Per i mutui al 4% si avvicinano i rimborsi

Più vicini i rimborsi per le famiglie italiane che hanno sottoscritto un mutuo variabile e che nel corso del 2009 hanno già versato rate con interesse superiore al 4 per cento. Con la risoluzione 59/E di ieri, l’agenzia delle Entrate ha infatti istituito il codice tributo che consente a banche e intermediari finanziari di recuperare in compensazione il credito d’imposta relativo agli sconti stabiliti per i mutui prima casa con il decreto legge 185/08 (il Dl «anti-crisi», convertito dalla legge 2/09).

Il codice 6811, denominato «credito d’imposta, per il recupero da parte delle banche e degli intermediari finanziari, della quota di mutuo a carico dello Stato ex articolo 2, comma 3, Dl 185/08» dovrà essere riportato nella «Sezione Erario» del modello F24, in corrispondenza delle somme indicate nella colonna «importi a credito compensati», o nella colonna «importi a debito versati» nei casi di ravvedimento operoso, evidenziando, come anno di riferimento, l’anno d’imposta cui si riferisce l’operazione (nella forma AAAA).
L’istituzione del codice tributo segue il provvedimento con cui, il 5 marzo, l’Agenzia ha fissato le modalità per comunicare alle banche gli intestatari dei mutui che, sulla base delle informazioni disponibili in Anagrafe tributaria, hanno i requisiti per accedere alle agevolazioni. Il «tetto al 4%» si applica a tutte le rate da versare nel 2009 dei finanziamenti a tasso «non fisso» per l’acquisto, la costruzione e la ristrutturazione dell’abitazione principale (con esclusione di abitazioni signorili, ville e castelli) stipulati entro il 31 ottobre scorso.

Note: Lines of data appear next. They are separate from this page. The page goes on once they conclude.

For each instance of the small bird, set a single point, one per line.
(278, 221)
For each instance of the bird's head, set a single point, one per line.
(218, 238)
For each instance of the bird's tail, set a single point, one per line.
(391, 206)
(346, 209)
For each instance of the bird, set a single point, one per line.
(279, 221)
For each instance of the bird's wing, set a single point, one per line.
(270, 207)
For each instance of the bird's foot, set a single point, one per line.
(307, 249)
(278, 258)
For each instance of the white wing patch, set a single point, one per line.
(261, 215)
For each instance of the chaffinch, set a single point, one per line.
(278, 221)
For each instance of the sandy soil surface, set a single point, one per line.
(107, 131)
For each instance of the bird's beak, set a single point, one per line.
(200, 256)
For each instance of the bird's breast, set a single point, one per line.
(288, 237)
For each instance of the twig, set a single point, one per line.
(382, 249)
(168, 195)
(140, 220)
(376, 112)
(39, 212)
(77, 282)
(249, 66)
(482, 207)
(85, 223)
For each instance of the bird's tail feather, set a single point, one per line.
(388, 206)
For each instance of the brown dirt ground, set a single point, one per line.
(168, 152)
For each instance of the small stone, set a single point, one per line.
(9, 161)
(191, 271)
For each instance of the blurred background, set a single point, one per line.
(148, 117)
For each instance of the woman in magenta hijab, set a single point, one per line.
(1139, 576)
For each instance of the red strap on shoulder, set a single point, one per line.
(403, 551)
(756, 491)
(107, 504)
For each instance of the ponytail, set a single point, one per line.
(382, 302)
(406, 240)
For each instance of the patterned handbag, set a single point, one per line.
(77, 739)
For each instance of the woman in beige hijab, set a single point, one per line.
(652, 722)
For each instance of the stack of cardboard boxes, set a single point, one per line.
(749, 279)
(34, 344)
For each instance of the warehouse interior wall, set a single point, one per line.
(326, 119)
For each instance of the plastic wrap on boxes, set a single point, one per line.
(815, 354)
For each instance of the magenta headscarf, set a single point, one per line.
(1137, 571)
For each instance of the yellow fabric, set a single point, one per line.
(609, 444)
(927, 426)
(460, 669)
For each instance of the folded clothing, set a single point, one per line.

Le norme si estendono quindi ai mutui a rata costante, a quelli a tasso misto (indipendentemente dal regime in vigore al momento), nonché a tutti i prestiti oggetto di cartolarizzazione o di rinegoziazione secondo l’accordo raggiunto fra Abi e Governo la scorsa estate. Possono accedere alle agevolazioni anche i mutuatari in ritardo con i pagamenti, a patto che non sia intervenuta (prima o nel corso del 2009) la decadenza del beneficio del termine o la risoluzione del contratto stesso.
Particolare attenzione va rivolta al tasso contrattuale del prestito (cioè quello pagato alla prima rata dopo l’eventuale periodo di preammortamento, l’accollo o la rinegoziazione): se tale valore è già di per sé superiore al 4% (compreso spread), l’integrazione dello Stato avviene soltanto a partire da questo livello (e non dal 4%).
Per rendere definitivamente operativi gli sconti sui mutui prima casa (che potenzialmente interessano una platea di 3 milioni di mutuatari) sarà ancora necessario attendere la circolare informativa con le indicazioni che l’Abi invierà in questi giorni alle banche per favorire la corretta applicazione del Dl. Le agevolazioni saranno presumibilmente applicate a partire dalle rate di aprile, ma avranno effetto retroattivo: ogni mutuatario che ne ha diritto riceverà un accredito sul conto corrente con valuta pari alla data di versamento della rata corrispondente.
L’accesso all’aiuto è automatico; solo i contribuenti non inseriti negli elenchi trasmessi dalle Entrate alle singole banche dovranno autocertificare il possesso dei requisiti per l’applicazione del decreto, con un modulo che l’Abi metterà a disposizione nei prossimi giorni.